Lo que escribo es incorrecto. Traiciono la confianza del Rey. Pero creo que es oportuno. El pasado lunes se descubrió una placa en la casa de Antonio Mingote. Presidió el acto, repleto de amigos de Antonio e Isabel, la Alcaldesa de Madrid y el líder de la oposición municipal, un señor llamado Jaime Lissavetsky. Y cuando escribo «un señor», lo hago con plena conciencia de su significado. Estaba Luis María Anson, que mucho tiene que ver en este asunto. Y Catalina Luca de Tena y José Miguel Santiago Castelo, el gran poeta extremeño que guarda en su señorío y extraordinaria cabeza toda la memoria leal de «ABC».

Vuelvo a la prolongada conversación con el Rey –años ha– en su despacho de Zarzuela. –Ayúdame, ¿quién crees que merece un título nobiliario?–. Le propuse dos nombres y una baraja a elegir la carta. –Antonio Mingote, Plácido Domingo, y un empresario español, en América o España, que haya creado de verdad miles de puestos de trabajo–. Pensaba en Amancio Ortega. El Rey tiene el absoluto dominio de las concesiones nobiliarias, y le interesó mi propuesta.

–¿Qué títulos les darías?–;

–Señor, a Mingote, cualquiera que no sea marqués de Mingote. Si yo fuera el Rey, que no lo soy, le haría marqués de Daroca, su raíz, su amor, su sitio. A Plácido Domingo, marqués de Igueldo, o de Ondarreta, o de La Zurriola, algo que tenga que ver con San Sebastián, la cuna de su madre. Y al tercero, al empresario, lo que lleve a sus raíces de humildad y de trabajo–. Falté a mi obligada discreción y escribí un artículo. Luis María Anson escribió otro, apoyando la idea. Posteriormente, fue Luis María el que más presionó con su influencia, esa fuerza de la que yo carezco.

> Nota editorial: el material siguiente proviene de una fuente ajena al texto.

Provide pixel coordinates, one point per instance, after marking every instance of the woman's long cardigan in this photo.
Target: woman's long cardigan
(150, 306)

Un año antes de su muerte, el Rey le concedió el título de marqués de Daroca a Antonio Mingote. Le escribió una carta emocionante y maravillosa que guardo en mi secreto, porque no soy ni el autor ni el receptor. Y me escribió otra a mí. Había dibujado una inmensa corona marquesal en su parte superior con un comentario: «Me ha salido demasiado grande. Tendré que remediar mis ansias de grandeza». Y el texto: «Queridísimo Alfonso. Quiero inaugurar mi correspondencia bajo el membrete coronado que estás viendo, para agradecerte en primer lugar el que pueda existir ese membrete, pues tú eres el principal responsable de que yo lo haya podido dibujar». La carta es divertidísima, y hace alusiones concretas e impertientes de las que disfrutábamos en nuestras semanales confidencias. Al final, me designa consejero (sin sueldo) de su inexperto hijo, y me demanda que le aleccione en cómo se manejan los cubiertos del pescado. «Un abrazo enorme. Hasta luego. Totón».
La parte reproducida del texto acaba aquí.